In contrast, there are many more reading options available. Reading is no longer limited to literary works — self-help books, comics, and online content have generated significant readership. Whilst the idea of books may intimidate readers, the idea of reading in association with artwork, exercises, quizzes, etc. seems to be less daunting.
Ever since Barefoot Gen, a manga, was translated fully into English in 1979, the global readership of manga has significantly increased. The widespread popularity of anime has also drawn viewers to the original sources, which happen to be manga more often than not. For those who find reading traditional novels disconcerting for the barrage of words, manga and light novels tend to be more welcoming due to the device not only being both words and illustrations.
The internet has made pop culture globally accessible which, when merged with content creation, gave rise to a significant portion of social reading – a phenomenon created by sites like Wattpad, Tumblr, Asianfanfics, Archive of Our Own, and more. Consumers of pop culture write fictions of their favourite celebrities and other popular stories, and get feedback from other fans, which often get published. Literature, this way, has now become more interactive than ever.
While there is always talk of decline in readership, most of it is based on the US statistics. Before Covid, in 2018, Europeans were spending more on books and magazines than package holidays. African readers used their phones to read, spending four million hours and showing a significant increase of 32 percent from the year before.

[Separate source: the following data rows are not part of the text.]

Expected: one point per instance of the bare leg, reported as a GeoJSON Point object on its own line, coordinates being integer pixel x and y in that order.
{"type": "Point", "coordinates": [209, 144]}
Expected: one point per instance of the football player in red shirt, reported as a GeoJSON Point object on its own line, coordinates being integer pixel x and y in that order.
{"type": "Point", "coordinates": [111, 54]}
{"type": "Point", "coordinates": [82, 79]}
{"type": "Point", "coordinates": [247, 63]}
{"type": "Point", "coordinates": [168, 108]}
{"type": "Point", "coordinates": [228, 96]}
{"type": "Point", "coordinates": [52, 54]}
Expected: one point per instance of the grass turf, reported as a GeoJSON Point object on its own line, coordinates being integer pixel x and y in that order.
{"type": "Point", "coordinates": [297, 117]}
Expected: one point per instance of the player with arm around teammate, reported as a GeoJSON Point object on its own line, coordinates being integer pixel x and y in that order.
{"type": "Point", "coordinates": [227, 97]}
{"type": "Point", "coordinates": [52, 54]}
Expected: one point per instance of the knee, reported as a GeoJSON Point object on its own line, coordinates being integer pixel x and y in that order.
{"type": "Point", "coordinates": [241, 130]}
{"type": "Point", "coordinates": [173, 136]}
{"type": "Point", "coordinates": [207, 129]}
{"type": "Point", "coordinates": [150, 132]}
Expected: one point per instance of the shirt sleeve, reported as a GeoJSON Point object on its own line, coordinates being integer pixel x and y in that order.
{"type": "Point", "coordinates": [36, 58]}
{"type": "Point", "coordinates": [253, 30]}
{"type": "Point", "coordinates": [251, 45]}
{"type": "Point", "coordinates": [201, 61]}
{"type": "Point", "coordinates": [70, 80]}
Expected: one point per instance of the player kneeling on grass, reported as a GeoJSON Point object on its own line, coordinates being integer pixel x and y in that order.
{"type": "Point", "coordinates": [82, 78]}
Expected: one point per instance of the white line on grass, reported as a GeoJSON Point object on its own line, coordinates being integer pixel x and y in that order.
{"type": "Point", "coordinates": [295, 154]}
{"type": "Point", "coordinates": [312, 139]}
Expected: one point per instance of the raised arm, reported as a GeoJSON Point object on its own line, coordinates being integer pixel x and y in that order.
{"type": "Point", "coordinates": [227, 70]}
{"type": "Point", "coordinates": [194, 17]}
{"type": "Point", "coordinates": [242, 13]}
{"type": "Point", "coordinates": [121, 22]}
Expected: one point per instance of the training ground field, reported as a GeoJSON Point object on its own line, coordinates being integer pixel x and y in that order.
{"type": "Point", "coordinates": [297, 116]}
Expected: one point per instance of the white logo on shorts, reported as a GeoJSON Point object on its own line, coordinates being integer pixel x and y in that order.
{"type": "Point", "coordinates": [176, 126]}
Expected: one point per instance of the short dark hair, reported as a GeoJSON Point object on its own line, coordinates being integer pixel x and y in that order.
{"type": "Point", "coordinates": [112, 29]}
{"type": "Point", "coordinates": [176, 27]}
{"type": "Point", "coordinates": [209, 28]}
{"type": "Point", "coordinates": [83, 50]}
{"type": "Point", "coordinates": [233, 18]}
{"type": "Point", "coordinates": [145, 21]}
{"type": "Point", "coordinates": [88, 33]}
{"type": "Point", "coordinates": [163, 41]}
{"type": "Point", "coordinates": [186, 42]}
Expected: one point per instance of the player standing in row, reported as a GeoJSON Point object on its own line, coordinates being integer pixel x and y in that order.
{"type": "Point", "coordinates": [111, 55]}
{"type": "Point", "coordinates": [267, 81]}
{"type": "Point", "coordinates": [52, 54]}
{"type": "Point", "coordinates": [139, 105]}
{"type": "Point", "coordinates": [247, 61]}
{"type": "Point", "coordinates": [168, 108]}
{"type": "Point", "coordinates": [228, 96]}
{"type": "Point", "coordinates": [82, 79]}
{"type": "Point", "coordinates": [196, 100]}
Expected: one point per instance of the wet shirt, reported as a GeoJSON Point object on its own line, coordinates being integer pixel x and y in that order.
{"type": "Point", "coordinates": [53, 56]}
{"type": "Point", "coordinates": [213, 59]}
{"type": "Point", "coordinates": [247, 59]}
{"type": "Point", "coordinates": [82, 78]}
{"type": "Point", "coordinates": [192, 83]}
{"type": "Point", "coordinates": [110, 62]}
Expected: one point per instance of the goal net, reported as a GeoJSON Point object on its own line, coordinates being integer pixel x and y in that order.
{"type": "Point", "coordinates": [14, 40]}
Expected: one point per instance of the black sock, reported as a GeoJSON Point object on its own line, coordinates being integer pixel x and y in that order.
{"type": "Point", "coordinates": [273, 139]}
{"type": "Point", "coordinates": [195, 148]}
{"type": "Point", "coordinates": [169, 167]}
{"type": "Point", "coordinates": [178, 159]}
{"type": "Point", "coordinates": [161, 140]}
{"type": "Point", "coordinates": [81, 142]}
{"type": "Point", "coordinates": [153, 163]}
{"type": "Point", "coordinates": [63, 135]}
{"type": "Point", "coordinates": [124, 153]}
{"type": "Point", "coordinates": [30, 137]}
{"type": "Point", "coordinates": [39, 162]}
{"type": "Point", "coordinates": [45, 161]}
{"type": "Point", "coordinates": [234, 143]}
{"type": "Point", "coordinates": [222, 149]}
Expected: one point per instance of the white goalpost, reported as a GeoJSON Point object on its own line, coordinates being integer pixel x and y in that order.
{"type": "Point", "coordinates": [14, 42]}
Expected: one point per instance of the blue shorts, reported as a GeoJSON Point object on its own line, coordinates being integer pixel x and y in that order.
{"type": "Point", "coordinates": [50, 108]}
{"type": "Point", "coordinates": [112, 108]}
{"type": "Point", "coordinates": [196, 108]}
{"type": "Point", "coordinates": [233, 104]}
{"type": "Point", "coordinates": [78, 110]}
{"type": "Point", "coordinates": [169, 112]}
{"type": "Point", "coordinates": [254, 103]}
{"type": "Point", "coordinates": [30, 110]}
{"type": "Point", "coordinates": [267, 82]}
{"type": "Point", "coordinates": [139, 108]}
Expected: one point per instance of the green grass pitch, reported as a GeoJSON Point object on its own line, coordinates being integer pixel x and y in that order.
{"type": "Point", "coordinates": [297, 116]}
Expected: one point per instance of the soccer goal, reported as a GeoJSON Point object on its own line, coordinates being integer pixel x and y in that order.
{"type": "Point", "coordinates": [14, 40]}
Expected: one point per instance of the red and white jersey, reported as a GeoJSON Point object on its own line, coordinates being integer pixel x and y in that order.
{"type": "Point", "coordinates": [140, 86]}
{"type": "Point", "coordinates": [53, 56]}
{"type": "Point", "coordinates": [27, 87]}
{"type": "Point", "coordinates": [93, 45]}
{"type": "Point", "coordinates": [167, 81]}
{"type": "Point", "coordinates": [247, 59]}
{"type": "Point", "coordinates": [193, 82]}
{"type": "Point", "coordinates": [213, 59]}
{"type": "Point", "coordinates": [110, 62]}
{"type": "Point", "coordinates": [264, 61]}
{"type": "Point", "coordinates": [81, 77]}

The Covid-19 pandemic has generated more reading in the past two years. This year, Americans read nearly 25 percent more than the previous year. China, at 36 percent, has the highest percentage of everyday book readers. Europeans have reportedly spent over an hour reading every day. E-book sales were always outsold by print books; its sales have further plummeted this year.
All of this goes on to show that readership has simply changed in nature and has not become obsolete.